An article in Reuters explains that one example involves a 2022 contract between Burford Capital and Sysco Corp, in which Sysco is forbidden to accept a settlement without the funder’s written approval. Another case shows a contract with Longford Capital treating a change of counsel as a “Material Adverse Event,” again requiring funder consent. These terms reveal control far beyond the “passive investor” role many funders claim.

Currently, many funders argue that because their agreements do not always alter case control in practice, full disclosure of the contracts is unnecessary. But defenders of transparency say even the potential for control—whether or not exercised—can materially affect litigation outcomes, especially in settlement negotiations.

There is increasing momentum toward mandatory disclosure. Over 100 corporations, including those in tech, pharma, and automotive sectors, have urged the U.S. Advisory Committee on Civil Rules to adopt a rule requiring disclosure of funder identities and control rights. Several states (like Kansas, Louisiana, Indiana, West Virginia) have also put disclosure requirements into law. In Kansas, for instance, courts may review full funding agreements in private, while opposing parties receive more limited disclosures.

LCM Exits Gladstone Class Action; Writes Off A$30.8M

By John Freund |

Litigation Capital Management has pulled funding from a long-running Australian class action brought by commercial fishers against the state-owned Gladstone Ports Corporation, opting to cut its losses and reset capital allocation. The funder said the case has now settled on terms that provide a full release between the parties and a payment to the defendant toward costs—covered in full by after-the-event insurance—pending court approval in late October.

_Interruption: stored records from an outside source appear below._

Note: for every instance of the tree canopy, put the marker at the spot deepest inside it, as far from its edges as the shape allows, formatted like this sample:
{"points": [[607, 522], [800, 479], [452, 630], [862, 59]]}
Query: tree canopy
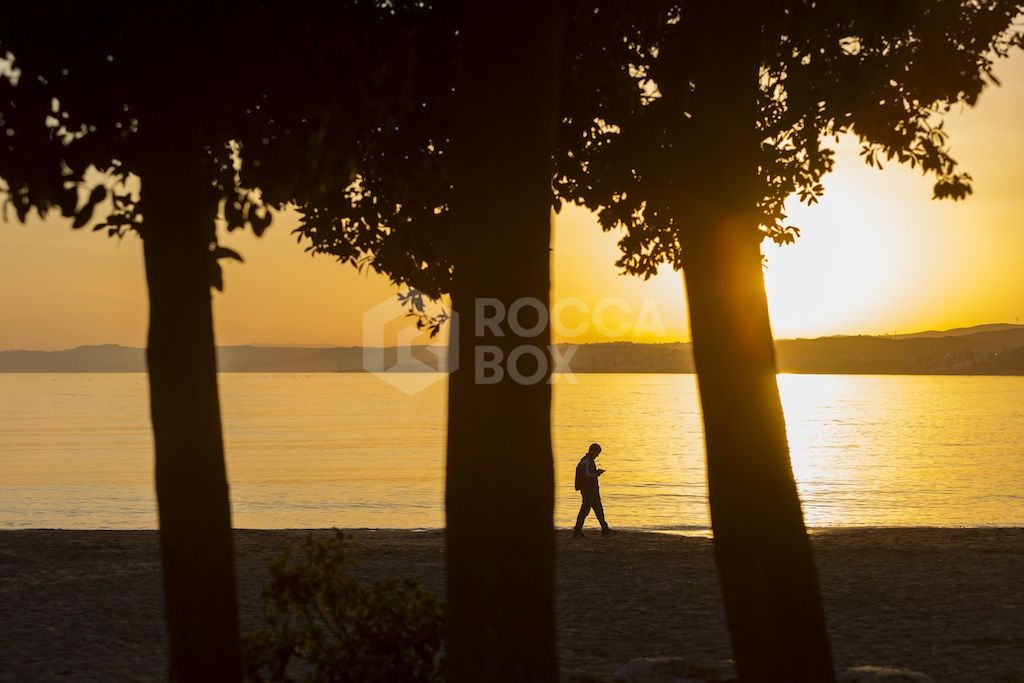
{"points": [[884, 71]]}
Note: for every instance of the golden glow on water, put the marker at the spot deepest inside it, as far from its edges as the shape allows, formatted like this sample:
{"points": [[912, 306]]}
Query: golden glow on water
{"points": [[348, 450]]}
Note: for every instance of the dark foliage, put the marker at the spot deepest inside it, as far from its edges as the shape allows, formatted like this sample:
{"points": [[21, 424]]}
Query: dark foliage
{"points": [[884, 71], [317, 620]]}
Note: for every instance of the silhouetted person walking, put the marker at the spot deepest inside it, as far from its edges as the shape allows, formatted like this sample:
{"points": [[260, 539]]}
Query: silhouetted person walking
{"points": [[588, 485]]}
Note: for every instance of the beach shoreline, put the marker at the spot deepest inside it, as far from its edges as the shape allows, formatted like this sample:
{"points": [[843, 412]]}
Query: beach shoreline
{"points": [[87, 605]]}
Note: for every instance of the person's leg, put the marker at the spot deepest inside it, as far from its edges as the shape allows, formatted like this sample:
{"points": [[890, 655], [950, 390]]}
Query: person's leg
{"points": [[584, 511], [599, 511]]}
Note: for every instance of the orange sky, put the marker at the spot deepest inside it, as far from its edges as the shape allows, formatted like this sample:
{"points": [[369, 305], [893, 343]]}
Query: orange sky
{"points": [[876, 256]]}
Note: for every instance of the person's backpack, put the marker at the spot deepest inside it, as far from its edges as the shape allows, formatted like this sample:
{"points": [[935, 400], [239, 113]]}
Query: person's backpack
{"points": [[581, 474]]}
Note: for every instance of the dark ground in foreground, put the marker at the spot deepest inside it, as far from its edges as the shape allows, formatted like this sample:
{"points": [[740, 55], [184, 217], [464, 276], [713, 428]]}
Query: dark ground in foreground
{"points": [[86, 605]]}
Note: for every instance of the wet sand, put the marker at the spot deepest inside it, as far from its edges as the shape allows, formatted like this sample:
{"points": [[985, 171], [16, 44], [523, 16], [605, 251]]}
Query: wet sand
{"points": [[86, 605]]}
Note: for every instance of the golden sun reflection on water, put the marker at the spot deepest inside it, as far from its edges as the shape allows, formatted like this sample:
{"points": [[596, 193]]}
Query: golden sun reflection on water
{"points": [[350, 451]]}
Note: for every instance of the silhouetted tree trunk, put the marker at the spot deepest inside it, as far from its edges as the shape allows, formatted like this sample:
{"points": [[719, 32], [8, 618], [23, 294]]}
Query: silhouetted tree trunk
{"points": [[769, 582], [500, 484], [192, 485]]}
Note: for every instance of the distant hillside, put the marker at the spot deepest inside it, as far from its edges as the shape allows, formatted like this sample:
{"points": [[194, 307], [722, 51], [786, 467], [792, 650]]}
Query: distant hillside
{"points": [[986, 349]]}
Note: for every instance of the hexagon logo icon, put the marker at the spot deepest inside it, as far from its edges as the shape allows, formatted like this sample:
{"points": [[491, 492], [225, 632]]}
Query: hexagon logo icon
{"points": [[390, 351]]}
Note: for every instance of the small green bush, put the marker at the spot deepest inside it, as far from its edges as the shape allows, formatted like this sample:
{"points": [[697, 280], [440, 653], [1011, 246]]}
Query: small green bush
{"points": [[321, 626]]}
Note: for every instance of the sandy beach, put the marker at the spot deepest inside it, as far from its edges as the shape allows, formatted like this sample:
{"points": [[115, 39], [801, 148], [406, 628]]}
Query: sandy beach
{"points": [[86, 605]]}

An announcement on Investegate details that LCM will write off A$30.8 million, equal to its cash invested, and has launched a formal strategic review with Luminis Partners. Management attributed the exit to portfolio discipline following adverse outcomes and noted preparation issues and aspects of expert evidence that, in the company’s view, no longer supported the case theory.

LCM is pursuing two potential recovery avenues: a costs assessment it says could recoup a portion of legal fees paid, and a prospective claim against the original solicitors for alleged breach of contract and negligence. Beyond this case, LCM flagged near-term milestones: an expected judgment within roughly three weeks in a separate UK commercial litigation co-funded alongside Fund I (A$20.6 million LCM capital at stake), and a decision soon on permission to appeal an April 1 arbitration loss.

Full-year FY25 results will be presented on October 1, when management plans to update investors on strategy and portfolio priorities.